Patients and their carers agree to take part in research for a number of reasons. We do so willingly with a general altruism and perhaps a modicum of hope. We accept that taking part often involves further tests and checks. Most of us do not seek reward. Acknowledgement, a thank you and an update of what happened to the study is always appreciated.

Gaining ‘customer’ feedback is increasingly part of our everyday lives from shopping on Amazon to travel and holidays. Tim Kelsey wrote recently on Why NHS England is launching 'TripAdvisor' for patients via @Telegraph http://fw.to/Ao6wNxK Why not a ResearchAdvisor?

Sadly, I still here the words 'research subjects' as if we are merely an extension of animal testing - fodder to be experimented upon rather than human beings. It remains ‘us’ and ‘them’.

If we are to genuinely make research part and parcel of the patient and service user pathway then we need to address this fundamental relationship. Seeking and analysing the opinions of clients will help create a step change in the way research is delivered. Anecdotally, I suspect that we will gain a huge amount of appreciative positive feedback but we will also hear where we can make improvements.

The best way to ensure that the feedback we receive is relevant and of value is to actively involve patients, service users, carers and the public in the thinking, planning, design and application.

The people who use our services will help us ask the right question in the right place and at the right time.

The Mystery Shopper campaign was a great start at understanding what people can find out about research in their local area. It also worked because it used local people to go in and ask the questions.

But most importantly it is changing the relationship.

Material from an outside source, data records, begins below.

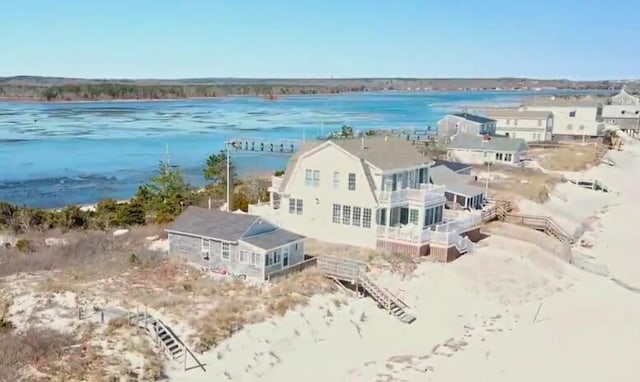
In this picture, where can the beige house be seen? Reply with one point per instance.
(370, 192)
(530, 125)
(479, 149)
(623, 112)
(468, 123)
(574, 118)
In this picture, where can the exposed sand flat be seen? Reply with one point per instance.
(508, 312)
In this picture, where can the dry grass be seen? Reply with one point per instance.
(569, 157)
(41, 349)
(90, 255)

It is patients leading the way. Patients as Leaders in Research – so how can we help develop more people asking questions?

I have begun MY list of questions that I would like to see asked. What are yours?


1. Were you given any information about research studies and clinical trials at the hospital, clinic or practice relevant to your needs? (addressing ACCESS to Research)

2. Were you given information about having a say in research - getting actively involved to help inform, form and influence the research agenda? (addressing ACTIVE INVOLVEMENT with Research)

3. Were you given information about keeping in touch with the actual study or research in general? (addressing ENGAGEMENT for Research)


4. If you were given information or spoken to about research (addressing SATISFACTION about Research experience)....

Were you spoken to with respect and dignity?

Did you have enough information to make an informed choice?

Did it involve any additional appointments? We're these inconvenient?

Are there any comments you would like to add?

Would you be willing to take part in further studies?

Was it an experience you would do again?

Would you recommend taking part in research to others?


This should be finished with a thank you for taking part in research and for completing the survey.